Osorio is lead author of a study appearing Friday in the journal Science.

The objects don't meet the classic definition of a planet because they are free-floating and nomadic instead of being locked into the orbit of a star, like the Earth and its sister planets in the solar system.

The smallest of the 18 objects has mass equal to 5 to 8 Jupiters, the largest is 13 to 15 Jupiter masses. This puts the largest on the edge of being a brown dwarf, an object between 15 and 75 times the mass of Jupiter.

"We have observed them in the very early stages of evolution," said Osorio.

Jupiter, the largest planet in the solar system, has a mass 318 times greater than the Earth. The sun, which is a star, has a mass about 333,000 times greater than the Earth.

The planet-like bodies are in a star cluster within the constellation Orion, about 1,200 light years away. A light year is the distance light travels in a year in a vacuum, about 6 trillion miles.

Osorio said the planet-like bodies she found could be "failed stars," objects that formed independently but never got big enough to become a star or even a brown dwarf.

Stars are thought to be created when clouds of matter are gravitationally attracted to each other and form a growing ball of gas. When enough mass is collected, the pressure inside is great enough to fuse hydrogen atoms and start the nuclear fires that give stars their light and heat.

A brown dwarf forms in the same way, but never collects quite enough mass to ignite the hydrogen fusion furnace of a star. Instead it has a dull glow from burning an isotope of hydrogen that takes less energy to fuse.

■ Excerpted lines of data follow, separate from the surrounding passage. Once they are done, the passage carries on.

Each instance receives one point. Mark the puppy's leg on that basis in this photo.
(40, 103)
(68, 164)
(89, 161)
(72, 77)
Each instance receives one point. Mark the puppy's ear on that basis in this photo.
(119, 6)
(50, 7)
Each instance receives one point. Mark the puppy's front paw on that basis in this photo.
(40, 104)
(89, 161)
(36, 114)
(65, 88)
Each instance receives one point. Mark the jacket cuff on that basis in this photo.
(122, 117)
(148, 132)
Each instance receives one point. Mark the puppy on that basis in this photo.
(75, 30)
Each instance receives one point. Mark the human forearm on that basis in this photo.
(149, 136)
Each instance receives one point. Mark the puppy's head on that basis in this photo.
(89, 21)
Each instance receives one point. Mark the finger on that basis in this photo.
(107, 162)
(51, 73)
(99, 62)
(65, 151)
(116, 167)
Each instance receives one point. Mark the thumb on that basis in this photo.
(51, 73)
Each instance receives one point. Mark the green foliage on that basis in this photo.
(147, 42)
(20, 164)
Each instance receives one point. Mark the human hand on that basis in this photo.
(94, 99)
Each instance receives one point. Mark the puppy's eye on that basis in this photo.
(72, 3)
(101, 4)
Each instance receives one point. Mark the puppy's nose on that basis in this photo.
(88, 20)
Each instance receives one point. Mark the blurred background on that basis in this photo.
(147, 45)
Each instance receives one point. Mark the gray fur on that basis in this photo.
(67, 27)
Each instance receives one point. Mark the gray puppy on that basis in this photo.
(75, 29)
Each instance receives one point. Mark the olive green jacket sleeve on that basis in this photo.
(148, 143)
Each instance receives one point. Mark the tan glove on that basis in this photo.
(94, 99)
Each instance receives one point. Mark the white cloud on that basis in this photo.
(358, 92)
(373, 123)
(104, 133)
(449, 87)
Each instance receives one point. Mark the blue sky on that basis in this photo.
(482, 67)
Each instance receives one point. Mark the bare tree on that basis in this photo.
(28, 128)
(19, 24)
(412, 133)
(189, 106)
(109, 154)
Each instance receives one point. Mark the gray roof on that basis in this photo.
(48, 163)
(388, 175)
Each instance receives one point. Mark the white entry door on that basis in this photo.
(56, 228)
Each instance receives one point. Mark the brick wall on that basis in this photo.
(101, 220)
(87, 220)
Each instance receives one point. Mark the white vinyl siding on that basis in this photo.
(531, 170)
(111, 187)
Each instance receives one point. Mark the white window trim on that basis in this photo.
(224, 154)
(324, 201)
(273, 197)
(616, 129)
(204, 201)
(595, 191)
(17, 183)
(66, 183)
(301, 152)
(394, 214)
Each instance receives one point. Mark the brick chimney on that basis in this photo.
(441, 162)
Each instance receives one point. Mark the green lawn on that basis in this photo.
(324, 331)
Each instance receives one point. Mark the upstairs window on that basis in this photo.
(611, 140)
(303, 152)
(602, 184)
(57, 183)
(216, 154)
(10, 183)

Osorio said the objects she found may be smaller versions of the brown dwarf and their faint light comes only from the heat of formation.

"They have formed very recently (in astronomical terms) and are still under their own gravitational collapse," she said. This collapse creates the heat and light that Osorio and her team detected using powerful telescopes in Spain, the Canary Islands and Hawaii.

Eventually, the heat from the gravitational collapse will cool and the objects will no longer be detectable from Earth, she said.

Osorio said it is assumed the objects are about the age of the Sigma Orionis star cluster in which they were found, about five million years.

Spectrographic readings, which analyze the light from celestial sources, indicated the objects have the chemistry and temperature of young giant planets, and not that of brown dwarfs, she said.

Joan R. Najita, an astronomer at the National Optical Astronomy Observatory in Tucson, Ariz., said the discoveries by Osorio and her team are significant and are apt to kick off an intensified search for such objects by other astronomers.

Najita said a brown dwarf study by her team at the NOAO had suggested there could be small, drifting objects in distant star fields. The Osorio paper confirms that, she said.

"We think the idea of there being free-floating planetary-mass objects out there is very likely to be true," Najita said. "There is a nomenclature problem. These objects are not planets in the classic sense because they do not orbit a star like the sun."

Najita, Osorio and others said the existence of the small, nomadic planets challenges the traditional ideas for how bodies form in space. One possibility, they said, is the objects originally formed around some star and were then kicked aimlessly wandering by some gravitational disruption, such as the tug of another star or of another planet.

About 50 planets outside the solar system have been detected by astronomers, but all of these objects are in orbit of distant stars. In fact, these planets have not been seen directly, but detected through the gravitational effect they have on the host stars.

The objects reported by Osorio and her team were viewed directly.